If you're traveling internationally, should you spring for the extra car rental insurance?
Determining whether that friendly agent is offering you an optional policy for your protection, or just for the commission, can be a trick. In the U.S., it's usually an easy call. If you already have personal auto insurance or are renting with a major credit card, you're probably covered.
But it gets a little complicated once you cross the border. Here are three easy questions you need to ask yourself before you sign on the dotted line:
1. What are the country's insurance requirements? If you rent an economy car in France, certain companies only accept Visa Gold and American Express. In Australia, the basic rental rates usually includes collision and damage waiver. When in Italy, theft insurance is mandatory. Most Italian rental agencies offer a discounted comprehensive policy, but it's only available at the rental counter.
2. What is my liability if I'm involved in fender-bender (or worse)? A simple accident in some countries could land you in jail, require a large deposit on your credit card or delay departure until the matter is settled. If you bend fenders in Ireland and don't have the proper insurance documentation you'll need to pay a deposit of 2,000 euros. Get into an accident in Germany without collision coverage and you'll pay a 750 euro deductible.

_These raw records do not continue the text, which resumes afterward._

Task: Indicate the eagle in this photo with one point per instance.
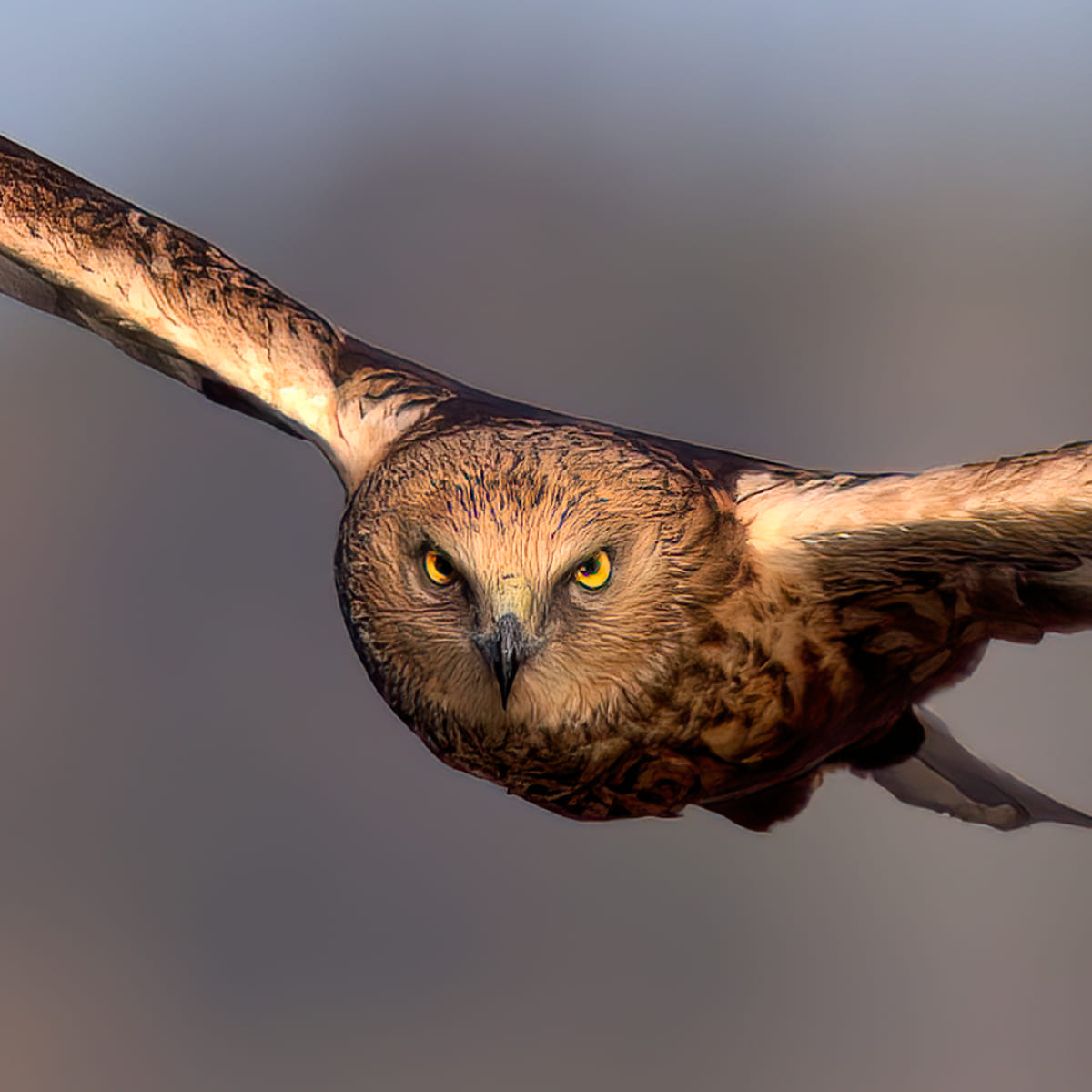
(606, 622)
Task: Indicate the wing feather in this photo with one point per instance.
(179, 305)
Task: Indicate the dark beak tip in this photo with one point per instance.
(505, 652)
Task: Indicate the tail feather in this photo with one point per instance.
(945, 776)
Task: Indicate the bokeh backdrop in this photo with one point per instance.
(840, 234)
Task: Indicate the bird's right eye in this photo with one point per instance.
(438, 568)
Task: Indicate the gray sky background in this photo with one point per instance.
(835, 234)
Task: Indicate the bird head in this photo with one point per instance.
(508, 576)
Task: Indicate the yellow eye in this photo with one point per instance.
(440, 568)
(594, 571)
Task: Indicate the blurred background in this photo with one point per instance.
(838, 234)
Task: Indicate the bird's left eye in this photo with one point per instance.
(593, 572)
(438, 568)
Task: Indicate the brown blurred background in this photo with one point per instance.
(836, 234)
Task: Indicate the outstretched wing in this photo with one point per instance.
(1003, 546)
(185, 308)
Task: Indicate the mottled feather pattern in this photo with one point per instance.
(754, 625)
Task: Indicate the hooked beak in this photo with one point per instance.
(505, 649)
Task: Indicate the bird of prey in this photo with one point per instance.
(609, 623)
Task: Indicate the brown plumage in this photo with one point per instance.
(606, 622)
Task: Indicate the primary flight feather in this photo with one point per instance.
(606, 622)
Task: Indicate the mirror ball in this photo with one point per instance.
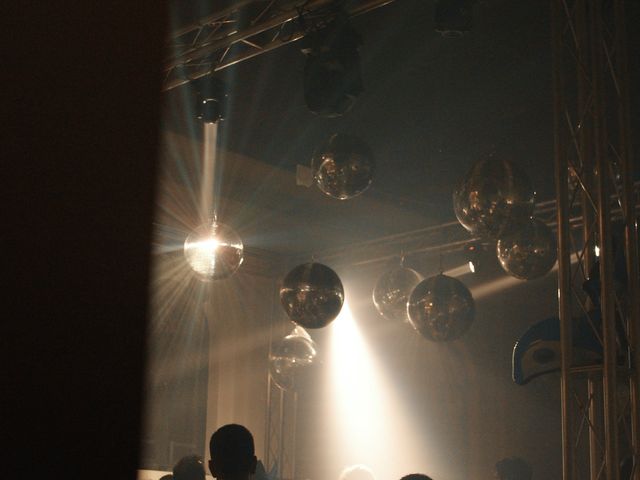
(289, 356)
(441, 308)
(344, 167)
(392, 290)
(312, 295)
(529, 252)
(494, 197)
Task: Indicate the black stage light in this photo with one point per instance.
(211, 100)
(332, 77)
(453, 17)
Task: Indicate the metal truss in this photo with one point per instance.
(245, 29)
(594, 175)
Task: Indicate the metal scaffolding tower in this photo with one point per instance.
(594, 172)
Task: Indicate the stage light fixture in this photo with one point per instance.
(472, 253)
(211, 100)
(332, 78)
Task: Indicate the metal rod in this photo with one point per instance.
(237, 5)
(630, 219)
(607, 300)
(294, 426)
(281, 436)
(564, 262)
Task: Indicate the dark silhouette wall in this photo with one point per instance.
(82, 91)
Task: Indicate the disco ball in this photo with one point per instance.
(312, 295)
(213, 251)
(392, 290)
(493, 198)
(291, 355)
(441, 308)
(529, 252)
(344, 167)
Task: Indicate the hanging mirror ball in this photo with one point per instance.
(494, 197)
(312, 295)
(213, 251)
(344, 167)
(529, 252)
(290, 356)
(441, 308)
(392, 290)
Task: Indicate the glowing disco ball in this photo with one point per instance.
(392, 290)
(312, 295)
(494, 197)
(441, 308)
(529, 252)
(213, 251)
(344, 167)
(290, 356)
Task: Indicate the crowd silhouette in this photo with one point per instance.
(232, 453)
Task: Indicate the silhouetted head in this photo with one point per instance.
(357, 472)
(416, 476)
(232, 453)
(189, 468)
(513, 468)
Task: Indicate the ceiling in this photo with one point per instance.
(431, 106)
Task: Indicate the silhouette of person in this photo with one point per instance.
(513, 468)
(190, 467)
(416, 476)
(232, 453)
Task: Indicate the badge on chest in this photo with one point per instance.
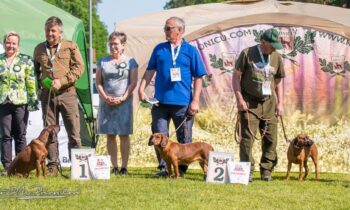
(175, 74)
(266, 88)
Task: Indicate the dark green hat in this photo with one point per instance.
(271, 36)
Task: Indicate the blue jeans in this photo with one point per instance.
(161, 116)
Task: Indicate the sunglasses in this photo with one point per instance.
(169, 28)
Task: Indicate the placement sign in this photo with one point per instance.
(217, 167)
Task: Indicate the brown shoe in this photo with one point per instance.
(52, 170)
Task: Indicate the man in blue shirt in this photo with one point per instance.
(177, 64)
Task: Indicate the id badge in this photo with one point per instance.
(175, 74)
(266, 87)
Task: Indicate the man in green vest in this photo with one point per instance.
(257, 83)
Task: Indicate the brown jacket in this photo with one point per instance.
(67, 66)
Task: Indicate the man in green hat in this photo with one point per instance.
(257, 83)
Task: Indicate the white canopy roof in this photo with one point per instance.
(145, 32)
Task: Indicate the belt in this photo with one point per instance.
(253, 98)
(65, 90)
(60, 91)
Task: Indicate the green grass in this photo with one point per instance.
(141, 190)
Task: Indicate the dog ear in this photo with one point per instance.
(150, 143)
(164, 141)
(295, 141)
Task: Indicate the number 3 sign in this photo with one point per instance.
(217, 167)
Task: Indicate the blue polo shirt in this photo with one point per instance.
(190, 64)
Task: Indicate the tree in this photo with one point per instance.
(80, 9)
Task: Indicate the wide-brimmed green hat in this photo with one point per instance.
(271, 36)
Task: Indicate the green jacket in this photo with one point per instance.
(17, 81)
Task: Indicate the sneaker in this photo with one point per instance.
(52, 170)
(123, 172)
(115, 170)
(162, 173)
(266, 175)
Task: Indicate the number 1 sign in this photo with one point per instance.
(217, 167)
(80, 167)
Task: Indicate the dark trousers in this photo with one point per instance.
(13, 124)
(65, 103)
(161, 116)
(253, 121)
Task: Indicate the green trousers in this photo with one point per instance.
(260, 117)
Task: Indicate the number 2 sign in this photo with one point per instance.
(217, 167)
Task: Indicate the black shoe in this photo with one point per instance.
(266, 175)
(115, 170)
(123, 172)
(162, 173)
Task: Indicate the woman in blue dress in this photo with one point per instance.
(116, 79)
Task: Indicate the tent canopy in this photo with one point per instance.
(28, 19)
(146, 31)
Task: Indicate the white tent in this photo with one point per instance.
(316, 56)
(145, 32)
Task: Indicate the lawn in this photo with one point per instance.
(141, 190)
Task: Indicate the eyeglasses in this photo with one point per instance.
(169, 28)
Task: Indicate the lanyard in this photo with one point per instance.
(173, 54)
(266, 70)
(49, 52)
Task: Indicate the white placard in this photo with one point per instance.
(238, 172)
(217, 169)
(99, 166)
(80, 167)
(35, 125)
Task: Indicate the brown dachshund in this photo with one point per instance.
(175, 153)
(33, 156)
(300, 149)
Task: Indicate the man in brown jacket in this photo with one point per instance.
(58, 65)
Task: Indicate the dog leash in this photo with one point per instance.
(284, 131)
(178, 127)
(238, 127)
(59, 166)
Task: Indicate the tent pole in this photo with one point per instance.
(91, 69)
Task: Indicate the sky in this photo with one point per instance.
(111, 11)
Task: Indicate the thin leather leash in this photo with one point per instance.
(178, 127)
(284, 131)
(238, 127)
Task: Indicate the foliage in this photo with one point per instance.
(80, 9)
(141, 190)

3. Where am I driving? Drivers outside the U.S. can transverse multiple international boarders in hours. Unknowingly, laws can significantly differ from country to country.
I learned this lesson when I took a weekend jaunt from Vienna to Prague.
Renting a Mercedes Benz in Vienna was no problem. Getting it out of the
Czech Republic was another matter.
In attempt to make a Monday-morning meeting in Vienna, I left Prague at 12 a.m., more than enough time to get to the city and prepare for the day.
It turns out that many former Eastern European Countries have a high incident of auto thefts, and that the Benz was a hot car. So when I arrived at the main border crossing, the Czech Guard turned me away.
Thinking that it was no big deal, I went to a secondary crossing, where again I was turned away.
With time running short, I pleaded and begged for permission to cross, only to be met with a monotone "No!"
With the Austrian boarder two feet away, I pondered making a run for it, although the guard's large rifle made me think otherwise. The guard told me I could leave the car there and walk across the border.
Finally, I found a small town on the map about 120 kilometers away with a border crossing. In a last ditch effort, I drove through the rural winding streets, coming upon a sleepy guard. I approached him with my passport in hand, and was promptly waved through.
The moral of the story: be well-informed. Rental rules are in constant flux, so it's best to know before you go.